Diretrizes, portanto, que garantem que a riqueza se mantenha concentrada na mãos das corporações, em particular, pelo financiamento privado das campanhas eleitorais, que força “partidos políticos a ficarem ainda mais dependentes e controlados pelas grandes empresas. Esse poder político logo se transforma em leis que aumentam a concentração de riqueza” (2017:13).

Um círculo vicioso que vem agravando, por meio da total desregulação que gera, com a crise civilizatória sem precedentes, que atravessamos. “A ameaça de destruição da vida humana organizada em qualquer forma reconhecível ou tolerável – isso é inteiramente novo. A crise ambiental em curso é de fato única na história humana, e é uma verdadeira crise existencial. Os que estão vivos hoje decidirão o destino da humanidade – e o destino das outras espécies que agora estamos destruindo, a um ritmo não visto por 65 milhões de anos, quando um enorme asteroide atingiu a Terra” (2021:157).

Para nos situarmos em meio a tantas crises, nada melhor que uma dose dupla de Chomsky: Quem Manda no Mundo? (Crítica, 7ª. ed. 2020), reunião de ensaios e artigos escritos durante o governo Obama, que traz em sua sétima edição, um posfácio sobre o governo Trump. E The Precipice: neoliberalism, the pandemic and the urgent need for social change (Thruthout, 2021), ainda não traduzido em português, que reúne as conversas de Chomsky com o jornalista C. J. Polychroniou (Thruthout) ao longo dos quatro anos de Donald Trump.

Quem manda no mundo?

Em geral, a pergunta acima é respondida na escala dos Estados nacionais (Estados Unidos, China, Rússia…). O que não é errado, afirma Chomsky, no entanto, “esse nível de abstração pode ser extremamente enganoso” porque “os Estados têm estruturas internas complexas, e as escolhas e decisões das lideranças políticas são influenciadas pelas concentrações internas de poder, ao passo que a população, em geral, é quase sempre marginalizada”.
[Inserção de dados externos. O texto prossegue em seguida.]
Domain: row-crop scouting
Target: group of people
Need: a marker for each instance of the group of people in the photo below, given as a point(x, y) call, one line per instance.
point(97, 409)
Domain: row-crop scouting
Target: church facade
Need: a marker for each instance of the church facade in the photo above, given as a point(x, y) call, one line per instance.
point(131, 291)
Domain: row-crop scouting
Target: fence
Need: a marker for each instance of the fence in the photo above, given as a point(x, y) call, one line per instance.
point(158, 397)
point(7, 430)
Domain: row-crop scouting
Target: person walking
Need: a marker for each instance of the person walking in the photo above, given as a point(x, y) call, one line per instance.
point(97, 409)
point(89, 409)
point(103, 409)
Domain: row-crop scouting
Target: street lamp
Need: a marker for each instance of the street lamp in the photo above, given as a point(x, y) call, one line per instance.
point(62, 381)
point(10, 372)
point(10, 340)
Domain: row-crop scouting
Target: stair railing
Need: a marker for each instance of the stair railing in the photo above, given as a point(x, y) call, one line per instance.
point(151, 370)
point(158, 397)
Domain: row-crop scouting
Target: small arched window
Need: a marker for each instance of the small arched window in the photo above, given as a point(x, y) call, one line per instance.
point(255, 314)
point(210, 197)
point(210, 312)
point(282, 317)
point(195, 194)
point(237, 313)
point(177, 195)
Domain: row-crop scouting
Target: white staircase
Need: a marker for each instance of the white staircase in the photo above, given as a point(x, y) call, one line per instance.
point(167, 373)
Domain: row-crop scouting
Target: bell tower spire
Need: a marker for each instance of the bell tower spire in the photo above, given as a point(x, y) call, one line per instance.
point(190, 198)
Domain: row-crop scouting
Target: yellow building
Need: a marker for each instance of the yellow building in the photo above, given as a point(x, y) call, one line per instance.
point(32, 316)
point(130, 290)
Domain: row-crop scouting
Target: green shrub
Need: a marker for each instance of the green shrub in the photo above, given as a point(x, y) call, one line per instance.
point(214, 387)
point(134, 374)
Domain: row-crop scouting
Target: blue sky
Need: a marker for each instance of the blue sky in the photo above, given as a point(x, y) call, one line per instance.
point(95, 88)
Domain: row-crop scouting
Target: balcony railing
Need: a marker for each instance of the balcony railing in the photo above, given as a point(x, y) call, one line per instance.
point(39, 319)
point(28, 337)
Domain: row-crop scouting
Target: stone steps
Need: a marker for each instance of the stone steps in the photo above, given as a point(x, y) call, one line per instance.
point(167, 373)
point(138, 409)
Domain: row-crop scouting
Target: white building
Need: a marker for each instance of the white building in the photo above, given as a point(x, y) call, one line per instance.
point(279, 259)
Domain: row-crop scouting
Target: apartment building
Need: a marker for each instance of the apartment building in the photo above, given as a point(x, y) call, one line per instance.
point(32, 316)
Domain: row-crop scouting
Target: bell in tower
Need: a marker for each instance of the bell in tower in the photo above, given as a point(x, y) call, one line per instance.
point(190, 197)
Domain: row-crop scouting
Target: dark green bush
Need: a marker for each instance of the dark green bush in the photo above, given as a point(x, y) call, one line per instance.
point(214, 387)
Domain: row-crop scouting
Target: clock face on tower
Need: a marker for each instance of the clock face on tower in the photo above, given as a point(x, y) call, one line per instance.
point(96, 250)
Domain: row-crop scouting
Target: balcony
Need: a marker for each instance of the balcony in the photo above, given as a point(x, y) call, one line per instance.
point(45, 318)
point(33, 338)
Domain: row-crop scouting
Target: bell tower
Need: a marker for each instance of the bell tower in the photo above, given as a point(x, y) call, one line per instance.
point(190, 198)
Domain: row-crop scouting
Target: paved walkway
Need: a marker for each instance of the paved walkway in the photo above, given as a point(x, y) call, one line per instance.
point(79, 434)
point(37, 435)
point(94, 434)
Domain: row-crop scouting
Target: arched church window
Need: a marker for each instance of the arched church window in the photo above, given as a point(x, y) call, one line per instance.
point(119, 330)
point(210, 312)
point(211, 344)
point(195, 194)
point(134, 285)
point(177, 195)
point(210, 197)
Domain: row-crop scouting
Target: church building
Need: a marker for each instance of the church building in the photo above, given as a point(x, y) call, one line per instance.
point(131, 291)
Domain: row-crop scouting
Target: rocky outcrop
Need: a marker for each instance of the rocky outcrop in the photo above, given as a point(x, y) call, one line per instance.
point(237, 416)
Ao respondê-la, Chomsky aconselha seguirmos o exemplo de Adam Smith que denominava os que mandavam à sua época de mestres da humanidade. Naquele tempo, eles eram “comerciantes e industriais da Inglaterra”; hoje são “conglomerados multinacionais, gigantescas instituições financeiras, impérios de varejo”. Nos dois casos, porém, é sempre a mesma máxima: “tudo para nós e nada para os outros” (2020:297).